Training on StableLight

When it comes to learning how to use the StableLight autopilot, Sleigh believes that pilots with any autopilot experience will have an advantage, even with an outer-loop system, “because they understand automation management and the basics of an autopilot. I think they’re easier to teach.”

There is a learning curve getting used to flying a four-axis autopilot using beep trim, he admitted, but “it’s pretty quick. They understand the value. The first half hour, they’re sitting there, flying with the force trim releases matched the whole time, and they’re trying to fly it like a non-trim aircraft. Talking them through it, getting them to fly the beep trim…if you’re in attitude mode and you just need to make a small turn, just use the beeper. Roll yourself into a 10-degree turn, then beep it out. Once they do that a few times and the light goes on, they understand the value of it relatively quickly.

“The other one is getting people to take their feet off the pedals. You’ve hard-coded in your brain doing that, that correlation between power and yaw, you’re the human mixer. One of the favorite things we do in demos is [have you] put your feet on the floor, and we do a takeoff, and whoa! How the heck do you do a takeoff with your feet on the floor? And then we do a landing with our feet on the floor.

“Getting people to realize…take your feet off the floor, let the helicopter do heading hold when you’re in the low-speed regimes. For sideways flight, take your feet off the pedals. It’s going to hold the heading as I translate 10 knots right, 10 knots left. If I want to make a heading change, go ahead and make it [with the pedals]. Then take your feet off the pedals. Once they learn it, do it, and fly it [they say], ‘Wow! Now I realize my workload is a lot lower. I don’t have to constantly be assigning some [brain] CPUs to doing that yaw control.’”

For pilots used to flying with four-axis autopilots in IFR helicopters, transitioning to StableLight is much easier. “They feel right at home because they understand four-axis autopilots,” Sleigh explained. “They understand…that you can put your feet on the floor. In fact, it’s best to fly it with your feet on the floor. They understand force trim release and beeping references. There is definitely a learning curve for the first cohort that comes out of simple autopilots but…just like when [they] end up in an IFR twin and they realize the capability and the power of such an autopilot, they really come to appreciate it.”

Another StableLight feature that pilots will appreciate is the go-around button on the collective, which engages the auto pull-up feature. The pilot can engage auto pull-up by pushing the go-around button, or the helicopter’s terrain awareness and warning system will automatically trigger auto pull-up when necessary. This uses pitch and the collective axes to start climbing to a target of 65 knots and at 1,000 fpm, and roll and yaw axes to set zero bank or a selected heading in heading mode.
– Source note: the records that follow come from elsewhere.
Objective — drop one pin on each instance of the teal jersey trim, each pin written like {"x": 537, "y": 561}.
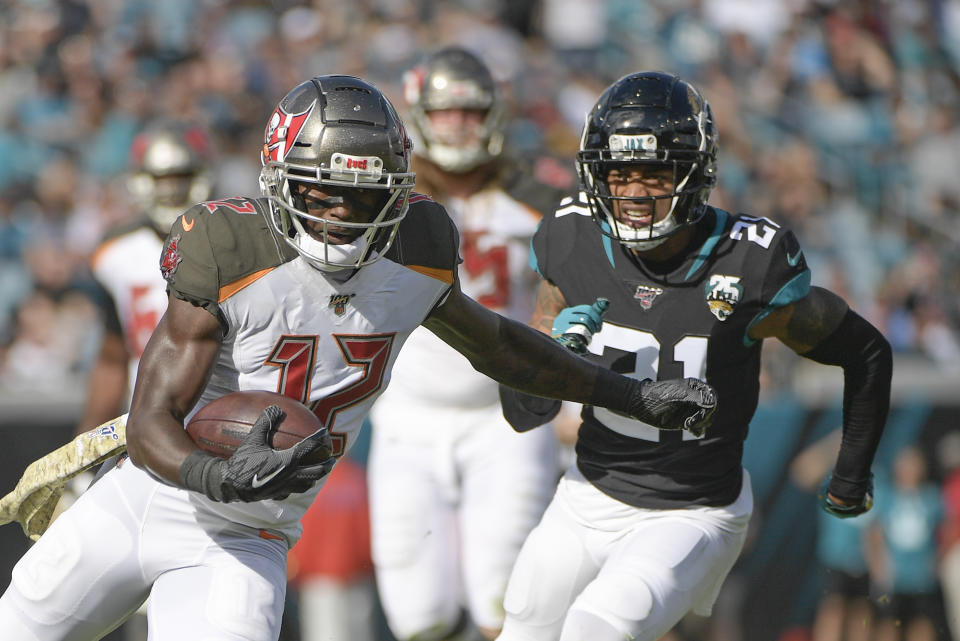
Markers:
{"x": 797, "y": 288}
{"x": 532, "y": 260}
{"x": 607, "y": 243}
{"x": 710, "y": 243}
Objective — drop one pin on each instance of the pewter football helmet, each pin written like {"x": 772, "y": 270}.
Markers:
{"x": 340, "y": 132}
{"x": 649, "y": 118}
{"x": 170, "y": 163}
{"x": 453, "y": 78}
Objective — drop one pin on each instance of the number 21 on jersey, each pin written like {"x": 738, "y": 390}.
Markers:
{"x": 689, "y": 350}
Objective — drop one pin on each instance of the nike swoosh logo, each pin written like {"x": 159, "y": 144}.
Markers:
{"x": 257, "y": 482}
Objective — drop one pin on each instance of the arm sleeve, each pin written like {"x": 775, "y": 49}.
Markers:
{"x": 525, "y": 411}
{"x": 867, "y": 362}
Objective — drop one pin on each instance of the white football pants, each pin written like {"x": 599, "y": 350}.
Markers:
{"x": 597, "y": 569}
{"x": 128, "y": 537}
{"x": 453, "y": 493}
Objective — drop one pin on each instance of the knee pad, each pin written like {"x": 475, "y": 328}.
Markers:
{"x": 462, "y": 630}
{"x": 582, "y": 625}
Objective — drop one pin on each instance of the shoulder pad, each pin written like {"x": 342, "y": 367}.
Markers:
{"x": 427, "y": 237}
{"x": 217, "y": 243}
{"x": 556, "y": 235}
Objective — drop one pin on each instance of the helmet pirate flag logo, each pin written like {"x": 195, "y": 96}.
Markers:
{"x": 282, "y": 131}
“We teach when in doubt, push that go-around button, and the same is true in loss of spatial orientation in hover,” Sleigh said. “White-out, brown-out, night-vision-goggle failure: push the button, get away from Mother Earth, and then sort it out.”

Sleigh admits that selling AStar owners and operators on StableLight is challenging. “[They say] ‘Your system is expensive and it’s heavy,’” he said, “but it’s not even comparable [with outer-loop autopilots], it’s simply not the same thing. Come fly ours. Come see the functions, features, and capabilities that it has, and you’ll see it’s really transformative for this level of helicopter.”